Finalmente depois de ter vivido cinquenta e sete anos naquele
deserto, achando-se na idade de oitenta e sete anos, permitiu a
divina Providência que fosse encontrada pelo abade São Zózimo. A
ele contou ela toda a sua vida e pediu-lhe que tornasse ali no ano
seguinte e lhe trouxesse a sagrada comunhão. Volta com efeito o
santo abade e dá-lhe a comunhão. Depois a Santa lhe tornou a pedir
que viesse outra vez visitá-la.

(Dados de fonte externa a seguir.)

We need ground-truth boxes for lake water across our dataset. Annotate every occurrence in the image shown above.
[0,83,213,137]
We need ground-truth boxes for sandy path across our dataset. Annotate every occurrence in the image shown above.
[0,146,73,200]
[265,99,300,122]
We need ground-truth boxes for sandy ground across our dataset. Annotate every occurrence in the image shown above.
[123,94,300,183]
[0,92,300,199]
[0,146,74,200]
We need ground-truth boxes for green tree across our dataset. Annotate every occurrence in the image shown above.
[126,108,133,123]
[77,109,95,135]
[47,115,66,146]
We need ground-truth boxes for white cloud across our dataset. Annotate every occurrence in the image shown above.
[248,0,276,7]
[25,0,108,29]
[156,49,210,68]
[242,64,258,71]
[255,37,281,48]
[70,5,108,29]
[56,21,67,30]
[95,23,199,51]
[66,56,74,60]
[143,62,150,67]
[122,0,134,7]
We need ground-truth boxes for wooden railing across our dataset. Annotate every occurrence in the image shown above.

Retorna novamente São Zózimo e a
encontra morta, com o corpo cercado de luzes e na cabeça escritas
estas palavras: Sepulta neste lugar o corpo desta miserável pecadora
e roga a Deus por mim. — Sepultou-a o Santo na cova, que veio abrir
um leão. Voltando para seu mosteiro, publicou as maravilhas que a
divina misericórdia operara com esta feliz penitente.
ORAÇÃO
Ó Virgem
excelsa, sei que sois Rainha do universo é minha Rainha também.
Quero, porém, de um modo mais especial consagrar-me ao vosso
serviço, para que disponhais de mim segundo vosso beneplácito.

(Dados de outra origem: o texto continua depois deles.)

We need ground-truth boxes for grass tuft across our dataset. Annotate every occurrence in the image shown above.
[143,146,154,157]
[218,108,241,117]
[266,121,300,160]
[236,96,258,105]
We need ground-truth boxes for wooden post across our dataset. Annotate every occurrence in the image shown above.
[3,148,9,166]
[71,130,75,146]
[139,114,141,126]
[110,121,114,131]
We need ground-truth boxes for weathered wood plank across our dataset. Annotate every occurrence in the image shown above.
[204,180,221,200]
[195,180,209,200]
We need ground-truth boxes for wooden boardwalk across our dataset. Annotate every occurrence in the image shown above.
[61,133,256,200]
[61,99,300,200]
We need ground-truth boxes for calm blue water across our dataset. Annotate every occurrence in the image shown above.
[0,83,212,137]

Exclamo, pois, com São Boaventura: Ó minha soberana, à vossa
soberania me entrego, para que domineis conforme vosso arbítrio
sobre tudo quanto tenho e sou; não me abandoneis. Governai-me, dai-
me vossas ordens, de mim disponde à vossa vontade. Castigai-me até,
quando for desobediente, porque muito salutares me serão os vossos
castigos. Considero maior ventura ser um vosso servo que ser senhor
do universo. Sou vosso; salvai-me. Aceitai-me, ó Maria, como vosso
servo e cuidai da minha salvação. Já não quero pertencer-me a mim
mesmo; a vós me dou. E se mal até agora vos tenho servido, deixando
de honrar-vos em tantas ocasiões, quero para o futuro associar-me a
vossos mais devotados servos. Sim; ó amabilíssima Rainha, de hoje
em diante mais do que ninguém vos hei de amar e honrar. Assim o
prometo e assim espero executá-lo com o vosso auxilio. Amém.